# Czech breeders



## pcaudle8 (Apr 16, 2012)

I am searching for a working german shepherd. What are the best Czech breeders? Price is not a worry, I want a quality working German Shepherd.I am not opposed to shipping either.​


----------



## Emoore (Oct 9, 2002)

To clarify, are you looking for a breeder in the United States who breeds Czech line dogs, or are you looking for a breeder who lives in the Czech Republic?


----------



## ladylaw203 (May 18, 2001)

Feel free to contact me [email protected]


----------



## pcaudle8 (Apr 16, 2012)

Thank you @ladylaw203!  @Emoore it doesnt matter where the breeder is located, I just havent been able to find a breeder with the type of dog I'm looking for. I want a dog with that is more built with blocky features instead of the longer more lean german shepherds I've seen in the U.S.


----------



## Ace952 (Aug 5, 2010)

I know of 2 litters on the ground right now. Excellent breedings done in the czech republic by folks who have decades of experience breeding and training them in the Czech republic.

I'll shoot you a PM.


----------



## ladylaw203 (May 18, 2001)

There are folks here in the US breeding nice Czech lines that work. Many of us import


----------



## miniko (Jun 19, 2012)

Sales of dogs/puppies/litters is not allowed on this board. ADMIN


----------



## robk (Jun 16, 2011)

Hi Miniko, welcome to the forum! If you have them, you should go to the "Welcome" section and post some pictures of your dogs! Do you have a website? If so you could put a link to it in your signature. (By the way, all sales of animals needs to be done through private messages. Board rules). I hope you stick around so we can learn from your experiences! 

Rob


----------



## Sunflowers (Feb 17, 2012)

miniko said:


> Hi
> Quote removed by ADMIN


Vítejte! Very excited to have you here. Please post on the Welcome Mat thread, I, for one, can't wait to see your dogs and learn from you.


----------



## Sunflowers (Feb 17, 2012)

pcaudle8 said:


> I am searching for a working german shepherd. What are the best Czech breeders?
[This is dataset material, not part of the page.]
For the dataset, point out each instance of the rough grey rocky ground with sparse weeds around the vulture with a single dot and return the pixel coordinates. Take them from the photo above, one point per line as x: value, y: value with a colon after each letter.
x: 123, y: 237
Price is not a worry, I want a quality working German Shepherd.I am not opposed to shipping either.​


I got mine from here.
German Shepherd breeder,German Shepherd puppies


----------



## weberhaus (Jan 2, 2008)

Please tell us more about what you are looking for in a pup like what would you like to do with it
family, sport?
this may help some of the people here point you in a right direction.
Good breeders may have good dogs but they may not be what you are looking for. 
 The more info you give the better chance members here can help you.


----------